「大師教」から「真言宗」へ

  都会では、火葬場が巨大ですので、他の宗派のお坊さんとバッティングすることが一よくあります。衣や袈裟を見ればある程度、どこの宗派の方か分かりますが、お経を聞くとより分かりやすいです。

 浄土真宗なら「南無阿弥陀仏」(但し、天台宗などでも念仏をお唱えしますので、絶対ではないですけど)、日蓮宗ならば「南無妙法蓮華経」という絶対無二な念仏や題目もありますね。
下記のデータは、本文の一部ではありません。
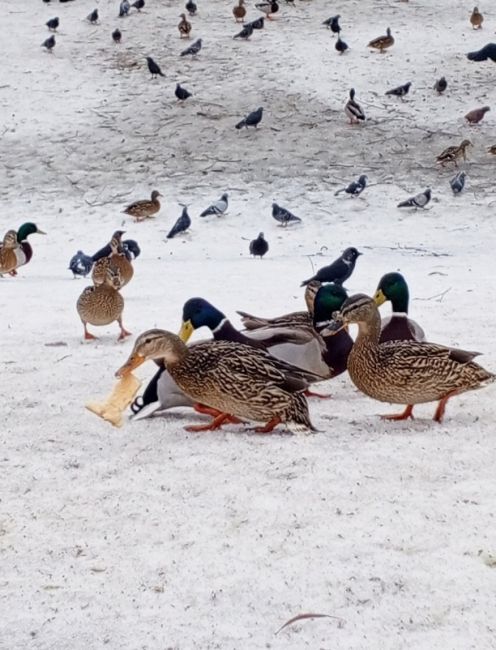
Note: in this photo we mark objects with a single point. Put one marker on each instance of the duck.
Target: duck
(184, 26)
(24, 251)
(405, 372)
(8, 250)
(397, 327)
(239, 11)
(353, 109)
(234, 380)
(144, 209)
(382, 43)
(117, 258)
(103, 304)
(453, 153)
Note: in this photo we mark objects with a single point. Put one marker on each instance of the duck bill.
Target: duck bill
(379, 298)
(133, 362)
(186, 331)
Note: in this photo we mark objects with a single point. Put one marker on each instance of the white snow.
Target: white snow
(151, 537)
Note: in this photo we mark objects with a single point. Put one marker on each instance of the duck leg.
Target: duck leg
(407, 413)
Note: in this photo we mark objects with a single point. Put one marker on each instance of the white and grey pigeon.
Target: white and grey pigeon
(355, 188)
(457, 183)
(417, 201)
(218, 207)
(284, 216)
(80, 264)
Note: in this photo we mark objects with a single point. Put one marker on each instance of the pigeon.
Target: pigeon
(485, 53)
(252, 119)
(341, 46)
(339, 271)
(417, 201)
(52, 24)
(191, 8)
(181, 225)
(154, 68)
(124, 8)
(181, 93)
(475, 116)
(245, 33)
(284, 216)
(441, 85)
(93, 17)
(218, 208)
(80, 264)
(400, 91)
(193, 49)
(49, 43)
(355, 188)
(457, 183)
(259, 246)
(333, 24)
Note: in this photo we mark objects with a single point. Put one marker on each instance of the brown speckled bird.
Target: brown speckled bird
(405, 372)
(475, 116)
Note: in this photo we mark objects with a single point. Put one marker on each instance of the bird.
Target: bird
(184, 26)
(49, 43)
(353, 110)
(259, 246)
(252, 119)
(476, 19)
(338, 271)
(382, 43)
(217, 207)
(441, 85)
(245, 33)
(181, 93)
(418, 201)
(93, 17)
(191, 8)
(405, 372)
(239, 11)
(341, 46)
(154, 68)
(457, 183)
(124, 8)
(333, 24)
(193, 49)
(80, 264)
(182, 224)
(355, 188)
(397, 327)
(52, 24)
(400, 91)
(145, 208)
(229, 378)
(283, 216)
(475, 116)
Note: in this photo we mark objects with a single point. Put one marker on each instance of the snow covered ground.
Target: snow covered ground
(151, 537)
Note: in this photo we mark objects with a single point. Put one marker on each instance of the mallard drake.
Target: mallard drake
(102, 304)
(239, 11)
(24, 252)
(405, 372)
(234, 379)
(184, 26)
(117, 258)
(453, 153)
(397, 327)
(382, 43)
(353, 109)
(141, 210)
(8, 250)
 真言宗で、それらに相当するものと言えば「南無大師遍照金剛」という「御宝号」でしょう。

 

 不思議に思われる方もいらっしゃるのではないでしょうか。

 「南無阿弥陀仏」なら「阿弥陀如来」という仏様への帰依を表しています。「南無妙法蓮華経」なら「法華経」といお経、すなわちお釈迦さまの教えに対する帰依を示しています。

 一方で、「南無大師遍照」は真言宗の宗祖である弘法大師への帰依を表すものです。

 

 まっとうな宗教とカルト宗教の区別の基準として「宗祖信仰」を含める方もおられます。文字通り、宗祖個人を崇めるものです。

 そういう意味では、仏でもなく、仏教の開祖であるお釈迦さまでもなく、そのお釈迦さまの教えでもなく、宗祖である弘法大師を崇める真言宗を、仏教ではないとする「密教非仏(教)説」の指摘もむべなるかな、とも思えます。

 

 自分は、僧侶になってから「『大師教』になってはいけない」と言われたことが何回かあります。

 しかし、正確には「『大師教』にとどまっていてはいけない」というべきなのでしょう。

 

 真言宗の教えは難解です。日々、読誦している理趣経についても、内容が誤解を招きかねない危ういものです。

 そういう意味で、真言宗を学ぶ上で、弘法大師の教えを道標とすることが、道を踏み誤らない方法であるとも言われました。

 実際、日本の仏教の宗祖の中で、お大師様ほど沢山の著作を残されている方は例を見ません。

 親切にも、自分たちが、難解な真言密教を理解していくうえでのマニュアルをこれでもかいうほど残して下さったのです。ただ、浅学菲才の自分にはそれでもまだまだ難解なのが残念なのですが・・・。

 

 また、お大師様は教理を学ぶ上での親切にとどまりません。

 実際に生活に困窮している人に、どれだけありがたい教えを差し出しても意味がないことが分かっている方です。

 ですから、満濃池や益田池の建設であったり、庶民にも教育の機会を与える綜芸種智院の設置などを通じて、現実的な「済世利民」にも尽くされたわけです。

 

 だからこそ、弘法大師はいまも高野山の奥之院で禅定に入られていて、日々衆生を救っておられていると信じ続けられているのでしょう。

 そして、この科学万能のこの時代にあっても、実際にお大師様に救われたという奇跡が語られ続けられているわけでしょう。

 

 南無大師遍照金剛

 

 苦しい時は、どうぞ声に出してすがってください。

 「大師教」と馬鹿にされたって構わないです。

 

 その代わり、お大師様に救われたあとは、自分が誰かのお大師様になってください。

 

 お大師様の教えを体現する一人になること、そこからが本当の真言宗です。

 

 今年は、そのお大師様がお生まれになってから1250年を迎えます。

 高野山や生誕の地である善通寺さんをはじめ、多くの真言宗の本山で色々な記念法要が行われます。普段は見ることのできない仏様の御開帳のようなイベントもあります。

 

 せっかくの機会です。是非、足を運ばれて、お大師さんと一層お近づきになってくださればと思います。

 

※ 寺報「西山寺通信」令和5年2月号の内容を修正したものです。